Imagine yourself sitting at a poker table with one opponent who fingers his dwindling stack of chips while glowering at you and daring you to bump the pot. Meanwhile, your other opponent with more chips sits quietly behind his cards while his paid spies behind your chair signal him the contents of your hand.
A national poll this spring showed a sharp divide between Democrats and Republicans over whether Russia or China is America’s greatest international adversary. Democrats, perhaps still seething from Russia’s clumsy efforts to sway the 2016 election to Donald Trump, see Vladimir Putin as a Bond movie villain and master manipulator. Republicans focused on commerce, cyber-security, and Asian ascension, look at emerging China as their greatest threat.

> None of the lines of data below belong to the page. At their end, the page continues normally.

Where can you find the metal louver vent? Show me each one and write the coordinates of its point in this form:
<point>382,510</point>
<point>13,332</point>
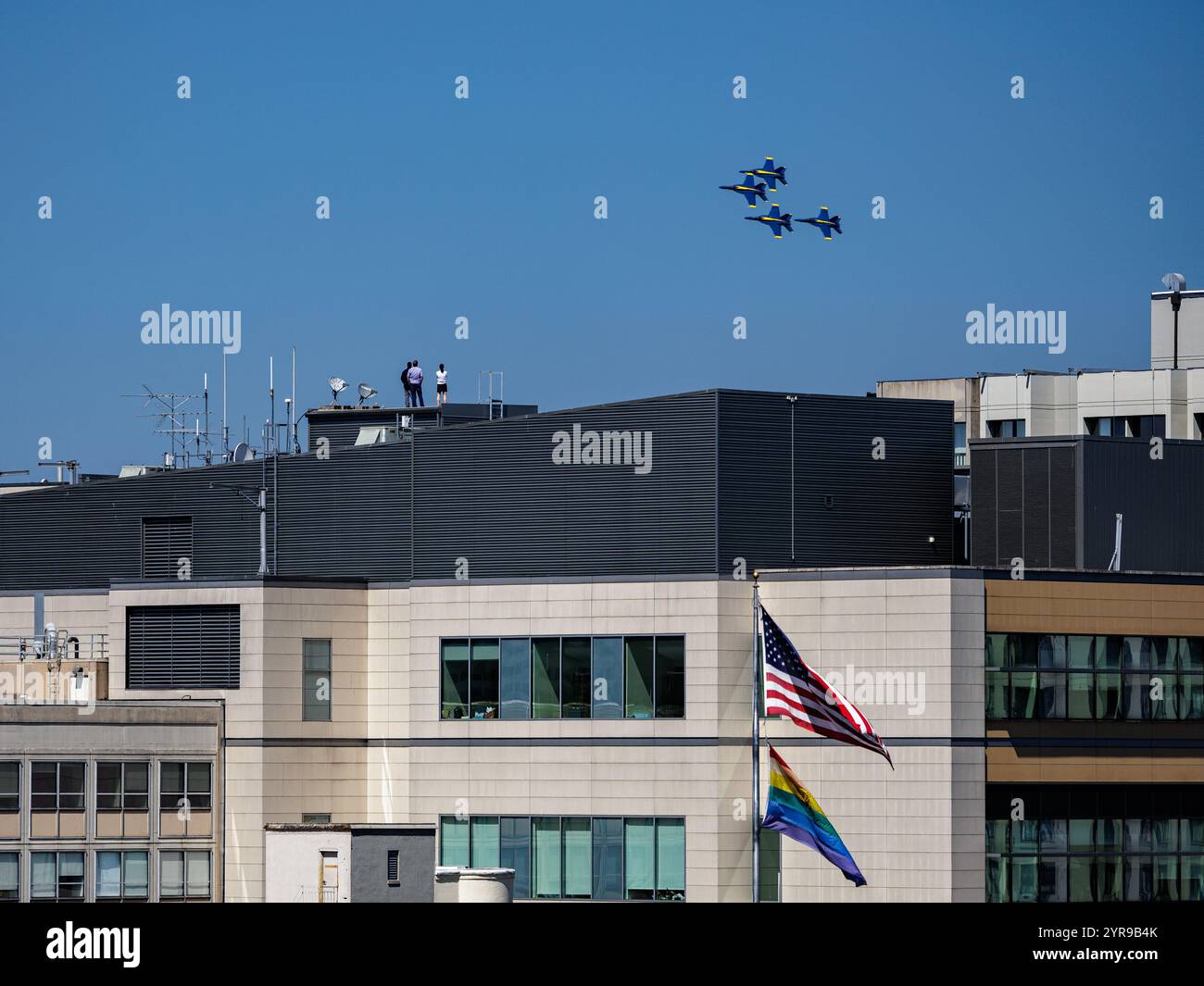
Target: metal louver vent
<point>165,541</point>
<point>182,646</point>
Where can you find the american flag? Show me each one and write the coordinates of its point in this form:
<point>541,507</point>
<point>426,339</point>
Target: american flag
<point>794,690</point>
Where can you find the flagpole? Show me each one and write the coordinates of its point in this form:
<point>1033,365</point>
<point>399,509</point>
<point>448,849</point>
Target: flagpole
<point>757,749</point>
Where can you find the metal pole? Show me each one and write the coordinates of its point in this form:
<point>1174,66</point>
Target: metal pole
<point>263,531</point>
<point>757,749</point>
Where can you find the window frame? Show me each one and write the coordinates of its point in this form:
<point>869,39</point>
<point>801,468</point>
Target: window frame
<point>306,672</point>
<point>446,705</point>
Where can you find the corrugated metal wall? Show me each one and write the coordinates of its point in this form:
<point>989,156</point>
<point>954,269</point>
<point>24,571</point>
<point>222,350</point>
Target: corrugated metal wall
<point>1023,502</point>
<point>849,507</point>
<point>1160,499</point>
<point>492,493</point>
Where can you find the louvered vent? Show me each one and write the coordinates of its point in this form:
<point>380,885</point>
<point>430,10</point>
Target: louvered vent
<point>165,541</point>
<point>182,646</point>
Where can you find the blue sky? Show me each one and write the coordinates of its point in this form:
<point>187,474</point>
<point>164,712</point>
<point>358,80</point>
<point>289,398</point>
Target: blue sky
<point>484,207</point>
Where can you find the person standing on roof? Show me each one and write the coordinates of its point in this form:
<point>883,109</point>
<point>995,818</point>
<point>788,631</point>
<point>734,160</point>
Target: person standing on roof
<point>405,384</point>
<point>416,384</point>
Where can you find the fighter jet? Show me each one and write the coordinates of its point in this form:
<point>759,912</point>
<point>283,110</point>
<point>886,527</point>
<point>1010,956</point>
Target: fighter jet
<point>749,191</point>
<point>770,173</point>
<point>775,220</point>
<point>825,223</point>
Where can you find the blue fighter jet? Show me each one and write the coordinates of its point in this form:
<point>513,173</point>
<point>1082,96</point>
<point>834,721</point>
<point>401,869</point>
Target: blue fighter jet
<point>747,189</point>
<point>775,220</point>
<point>771,173</point>
<point>825,223</point>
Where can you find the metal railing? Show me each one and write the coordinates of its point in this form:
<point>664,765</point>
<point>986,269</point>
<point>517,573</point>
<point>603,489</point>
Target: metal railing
<point>56,645</point>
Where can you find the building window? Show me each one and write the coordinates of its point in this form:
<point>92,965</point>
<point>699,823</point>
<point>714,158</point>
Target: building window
<point>56,800</point>
<point>574,857</point>
<point>316,680</point>
<point>1098,678</point>
<point>123,876</point>
<point>1087,842</point>
<point>56,876</point>
<point>10,800</point>
<point>1010,428</point>
<point>10,877</point>
<point>183,876</point>
<point>182,646</point>
<point>167,547</point>
<point>185,800</point>
<point>770,866</point>
<point>562,678</point>
<point>123,800</point>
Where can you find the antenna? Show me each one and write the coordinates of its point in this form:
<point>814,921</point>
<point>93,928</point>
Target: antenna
<point>176,418</point>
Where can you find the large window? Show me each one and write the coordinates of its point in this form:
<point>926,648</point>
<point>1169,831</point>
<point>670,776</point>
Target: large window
<point>573,857</point>
<point>56,876</point>
<point>185,800</point>
<point>182,646</point>
<point>562,678</point>
<point>1131,426</point>
<point>1095,842</point>
<point>184,876</point>
<point>56,800</point>
<point>123,876</point>
<point>316,680</point>
<point>10,877</point>
<point>10,800</point>
<point>1007,428</point>
<point>1060,677</point>
<point>123,800</point>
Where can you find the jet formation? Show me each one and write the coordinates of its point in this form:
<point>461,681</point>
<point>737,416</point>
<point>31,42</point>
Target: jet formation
<point>775,219</point>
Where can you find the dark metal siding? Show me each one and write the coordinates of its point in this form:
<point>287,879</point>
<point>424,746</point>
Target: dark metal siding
<point>492,493</point>
<point>69,537</point>
<point>849,507</point>
<point>167,541</point>
<point>1160,499</point>
<point>1034,492</point>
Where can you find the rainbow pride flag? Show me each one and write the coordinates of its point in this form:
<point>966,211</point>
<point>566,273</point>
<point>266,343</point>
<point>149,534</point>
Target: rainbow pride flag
<point>794,812</point>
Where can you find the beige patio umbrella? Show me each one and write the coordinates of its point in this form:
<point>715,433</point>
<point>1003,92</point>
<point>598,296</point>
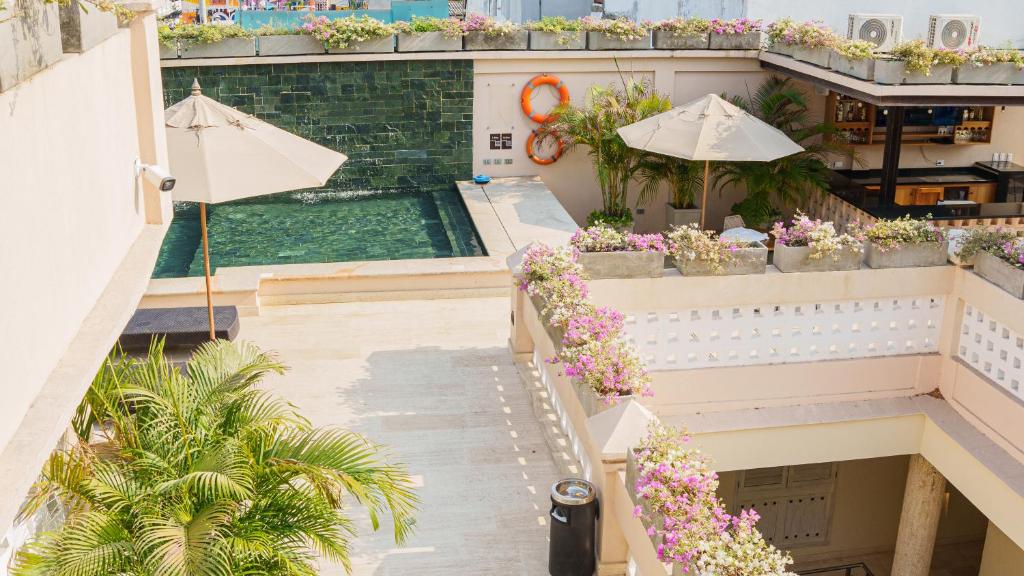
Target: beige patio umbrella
<point>218,154</point>
<point>710,129</point>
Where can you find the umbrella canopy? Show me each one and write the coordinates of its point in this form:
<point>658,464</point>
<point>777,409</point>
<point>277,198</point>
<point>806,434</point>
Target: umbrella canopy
<point>218,154</point>
<point>710,128</point>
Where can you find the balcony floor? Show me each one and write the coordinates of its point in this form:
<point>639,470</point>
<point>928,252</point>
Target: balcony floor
<point>433,380</point>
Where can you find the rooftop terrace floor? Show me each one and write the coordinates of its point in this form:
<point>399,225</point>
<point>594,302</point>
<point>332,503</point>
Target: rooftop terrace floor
<point>433,380</point>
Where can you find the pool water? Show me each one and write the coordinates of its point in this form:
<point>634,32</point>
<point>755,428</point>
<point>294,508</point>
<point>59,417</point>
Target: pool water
<point>320,227</point>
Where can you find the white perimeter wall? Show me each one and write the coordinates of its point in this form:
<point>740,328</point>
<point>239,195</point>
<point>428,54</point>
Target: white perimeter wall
<point>69,209</point>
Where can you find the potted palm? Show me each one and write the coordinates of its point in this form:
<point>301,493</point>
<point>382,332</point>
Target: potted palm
<point>1004,265</point>
<point>915,63</point>
<point>701,252</point>
<point>814,246</point>
<point>790,179</point>
<point>738,34</point>
<point>429,35</point>
<point>482,33</point>
<point>615,34</point>
<point>594,126</point>
<point>605,252</point>
<point>203,471</point>
<point>682,34</point>
<point>556,33</point>
<point>903,243</point>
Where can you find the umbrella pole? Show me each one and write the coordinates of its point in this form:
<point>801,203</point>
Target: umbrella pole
<point>704,199</point>
<point>206,268</point>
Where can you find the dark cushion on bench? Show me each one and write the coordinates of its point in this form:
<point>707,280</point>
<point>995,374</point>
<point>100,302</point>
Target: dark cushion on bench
<point>184,327</point>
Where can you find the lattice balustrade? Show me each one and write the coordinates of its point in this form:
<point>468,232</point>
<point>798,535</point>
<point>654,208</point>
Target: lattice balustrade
<point>992,350</point>
<point>751,335</point>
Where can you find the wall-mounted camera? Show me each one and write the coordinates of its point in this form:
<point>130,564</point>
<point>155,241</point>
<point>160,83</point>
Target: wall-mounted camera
<point>155,174</point>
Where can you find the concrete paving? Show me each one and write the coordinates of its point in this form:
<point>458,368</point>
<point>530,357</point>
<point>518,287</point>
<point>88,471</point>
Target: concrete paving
<point>433,380</point>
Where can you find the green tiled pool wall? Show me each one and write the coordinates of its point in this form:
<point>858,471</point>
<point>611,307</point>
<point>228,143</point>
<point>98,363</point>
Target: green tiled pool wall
<point>403,124</point>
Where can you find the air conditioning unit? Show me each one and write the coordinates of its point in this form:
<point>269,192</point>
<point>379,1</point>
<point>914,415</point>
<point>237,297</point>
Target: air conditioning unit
<point>882,30</point>
<point>952,31</point>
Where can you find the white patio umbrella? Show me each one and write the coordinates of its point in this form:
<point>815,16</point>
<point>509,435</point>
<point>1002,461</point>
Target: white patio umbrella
<point>709,128</point>
<point>218,154</point>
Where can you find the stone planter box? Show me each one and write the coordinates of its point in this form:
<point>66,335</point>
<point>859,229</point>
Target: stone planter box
<point>817,56</point>
<point>229,47</point>
<point>518,40</point>
<point>167,52</point>
<point>999,272</point>
<point>600,41</point>
<point>748,41</point>
<point>863,68</point>
<point>81,30</point>
<point>623,264</point>
<point>593,404</point>
<point>784,49</point>
<point>894,72</point>
<point>911,255</point>
<point>428,42</point>
<point>999,73</point>
<point>29,41</point>
<point>665,40</point>
<point>680,216</point>
<point>744,260</point>
<point>375,46</point>
<point>557,40</point>
<point>288,45</point>
<point>797,258</point>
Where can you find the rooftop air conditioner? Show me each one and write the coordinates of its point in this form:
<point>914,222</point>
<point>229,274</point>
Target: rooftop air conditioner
<point>952,31</point>
<point>882,30</point>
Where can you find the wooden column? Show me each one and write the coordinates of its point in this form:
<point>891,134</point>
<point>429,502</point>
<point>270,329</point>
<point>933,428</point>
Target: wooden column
<point>890,156</point>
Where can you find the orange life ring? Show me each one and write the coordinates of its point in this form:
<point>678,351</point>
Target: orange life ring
<point>527,91</point>
<point>543,161</point>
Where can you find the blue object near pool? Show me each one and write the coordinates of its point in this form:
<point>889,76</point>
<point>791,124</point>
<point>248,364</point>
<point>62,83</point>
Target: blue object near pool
<point>318,227</point>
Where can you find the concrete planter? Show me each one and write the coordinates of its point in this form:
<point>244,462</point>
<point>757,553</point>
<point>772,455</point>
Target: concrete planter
<point>748,41</point>
<point>289,45</point>
<point>817,56</point>
<point>557,40</point>
<point>744,260</point>
<point>593,404</point>
<point>375,46</point>
<point>518,40</point>
<point>81,30</point>
<point>229,47</point>
<point>680,216</point>
<point>168,52</point>
<point>999,272</point>
<point>862,68</point>
<point>30,40</point>
<point>911,255</point>
<point>780,48</point>
<point>601,41</point>
<point>428,42</point>
<point>797,258</point>
<point>894,72</point>
<point>665,40</point>
<point>999,73</point>
<point>623,264</point>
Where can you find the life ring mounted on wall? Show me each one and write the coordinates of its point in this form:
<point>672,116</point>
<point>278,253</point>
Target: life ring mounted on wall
<point>526,103</point>
<point>531,139</point>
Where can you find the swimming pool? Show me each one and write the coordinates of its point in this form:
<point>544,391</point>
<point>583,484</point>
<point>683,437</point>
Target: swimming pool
<point>320,227</point>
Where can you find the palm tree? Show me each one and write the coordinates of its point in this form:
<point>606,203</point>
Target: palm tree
<point>790,179</point>
<point>595,126</point>
<point>205,475</point>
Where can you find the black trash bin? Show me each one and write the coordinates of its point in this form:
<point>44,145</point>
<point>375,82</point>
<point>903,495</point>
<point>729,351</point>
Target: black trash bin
<point>573,528</point>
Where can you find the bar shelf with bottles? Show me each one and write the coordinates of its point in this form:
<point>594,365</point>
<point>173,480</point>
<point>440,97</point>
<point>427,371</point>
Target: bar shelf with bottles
<point>859,123</point>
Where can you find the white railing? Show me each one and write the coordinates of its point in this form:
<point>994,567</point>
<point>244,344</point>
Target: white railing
<point>992,348</point>
<point>750,335</point>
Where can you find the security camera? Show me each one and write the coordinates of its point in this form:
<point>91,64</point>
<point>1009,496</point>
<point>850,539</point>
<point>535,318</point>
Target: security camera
<point>156,175</point>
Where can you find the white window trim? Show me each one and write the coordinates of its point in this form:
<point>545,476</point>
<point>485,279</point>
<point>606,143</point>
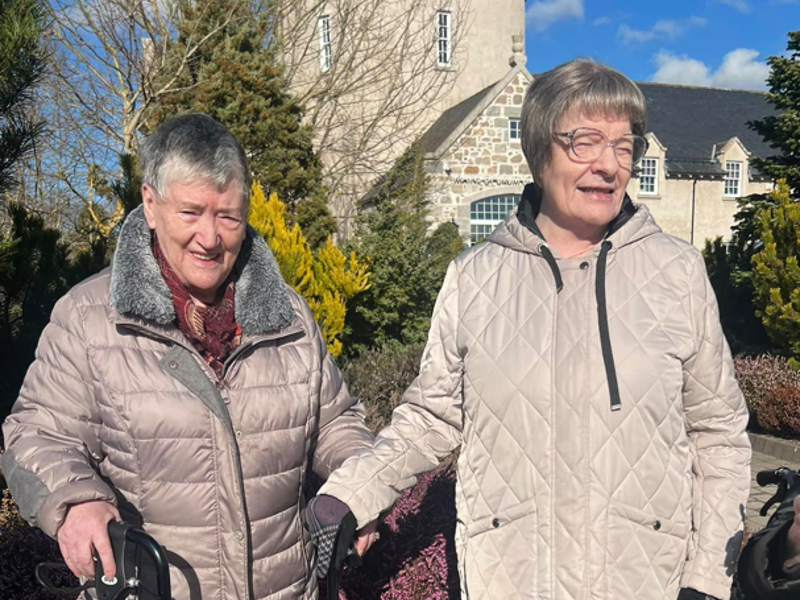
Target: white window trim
<point>445,40</point>
<point>325,47</point>
<point>655,176</point>
<point>491,222</point>
<point>738,180</point>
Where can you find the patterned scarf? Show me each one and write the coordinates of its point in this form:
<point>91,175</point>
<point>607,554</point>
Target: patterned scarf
<point>212,330</point>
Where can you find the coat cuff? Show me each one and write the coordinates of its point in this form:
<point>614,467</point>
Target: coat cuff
<point>53,510</point>
<point>702,583</point>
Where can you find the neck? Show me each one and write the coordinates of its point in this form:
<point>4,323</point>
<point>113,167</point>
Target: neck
<point>568,242</point>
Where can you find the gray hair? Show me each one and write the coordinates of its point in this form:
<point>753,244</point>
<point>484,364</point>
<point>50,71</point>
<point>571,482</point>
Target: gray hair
<point>193,146</point>
<point>584,85</point>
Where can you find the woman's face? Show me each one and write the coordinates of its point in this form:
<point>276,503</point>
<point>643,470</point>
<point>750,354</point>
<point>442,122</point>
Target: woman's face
<point>579,196</point>
<point>200,230</point>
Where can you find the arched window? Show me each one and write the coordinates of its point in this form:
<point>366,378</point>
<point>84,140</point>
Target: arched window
<point>484,215</point>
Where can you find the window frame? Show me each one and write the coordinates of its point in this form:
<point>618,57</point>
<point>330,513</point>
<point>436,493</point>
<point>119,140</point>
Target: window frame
<point>739,166</point>
<point>484,216</point>
<point>444,45</point>
<point>324,30</point>
<point>646,176</point>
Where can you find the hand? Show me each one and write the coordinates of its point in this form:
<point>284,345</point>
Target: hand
<point>365,537</point>
<point>793,537</point>
<point>86,527</point>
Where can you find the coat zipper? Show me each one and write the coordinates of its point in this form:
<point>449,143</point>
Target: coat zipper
<point>219,383</point>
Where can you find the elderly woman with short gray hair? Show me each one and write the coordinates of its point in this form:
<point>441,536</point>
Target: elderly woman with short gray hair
<point>577,358</point>
<point>187,389</point>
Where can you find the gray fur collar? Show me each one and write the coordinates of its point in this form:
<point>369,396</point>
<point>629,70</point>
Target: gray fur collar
<point>137,288</point>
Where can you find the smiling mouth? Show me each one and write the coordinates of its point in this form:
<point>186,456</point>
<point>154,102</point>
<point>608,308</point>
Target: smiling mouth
<point>204,257</point>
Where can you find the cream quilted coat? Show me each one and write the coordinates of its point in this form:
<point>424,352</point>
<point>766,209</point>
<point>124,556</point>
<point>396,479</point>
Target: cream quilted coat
<point>119,406</point>
<point>567,490</point>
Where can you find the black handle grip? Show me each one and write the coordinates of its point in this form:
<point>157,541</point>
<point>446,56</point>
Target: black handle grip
<point>159,558</point>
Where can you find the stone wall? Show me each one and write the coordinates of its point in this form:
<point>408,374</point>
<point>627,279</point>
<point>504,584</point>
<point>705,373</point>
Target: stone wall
<point>483,161</point>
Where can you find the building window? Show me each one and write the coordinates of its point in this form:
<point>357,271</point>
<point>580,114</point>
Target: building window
<point>648,177</point>
<point>325,52</point>
<point>733,178</point>
<point>444,38</point>
<point>484,215</point>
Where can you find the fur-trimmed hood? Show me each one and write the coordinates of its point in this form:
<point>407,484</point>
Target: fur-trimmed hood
<point>138,289</point>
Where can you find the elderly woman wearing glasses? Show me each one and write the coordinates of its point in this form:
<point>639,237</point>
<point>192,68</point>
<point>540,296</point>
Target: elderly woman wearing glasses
<point>577,358</point>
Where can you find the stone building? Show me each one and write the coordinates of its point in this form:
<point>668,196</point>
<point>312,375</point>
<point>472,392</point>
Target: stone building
<point>696,166</point>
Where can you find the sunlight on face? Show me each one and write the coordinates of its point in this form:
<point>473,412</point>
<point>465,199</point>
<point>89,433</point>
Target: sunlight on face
<point>200,230</point>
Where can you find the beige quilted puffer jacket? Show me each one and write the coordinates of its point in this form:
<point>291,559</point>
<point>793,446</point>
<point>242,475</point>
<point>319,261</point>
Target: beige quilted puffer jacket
<point>119,406</point>
<point>602,432</point>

The party split for choosing China as America’s biggest enemy was deep – 54% of Republicans chose China compared with just 14% of Democrats surveyed. Those who instead chose Russia as America’s biggest worry split as well, with 40% of Democrats pointing to Putin and the Kremlin while only 8% of Republicans did so.
This is surprising, given the central importance of China to the COVID-19 pandemic, the most important news story in the United States in the past 18 months. The actions of the Beijing government since the earliest days of concern about the disease have shown in stark relief how a closed, authoritarian society tries to deny and shift blame for its misdeeds. How it seeks to co-opt international health agencies. How it tries to bribe foreigners to do its bidding. How it has infected more than just American bodies, but American society and its institutions at many levels.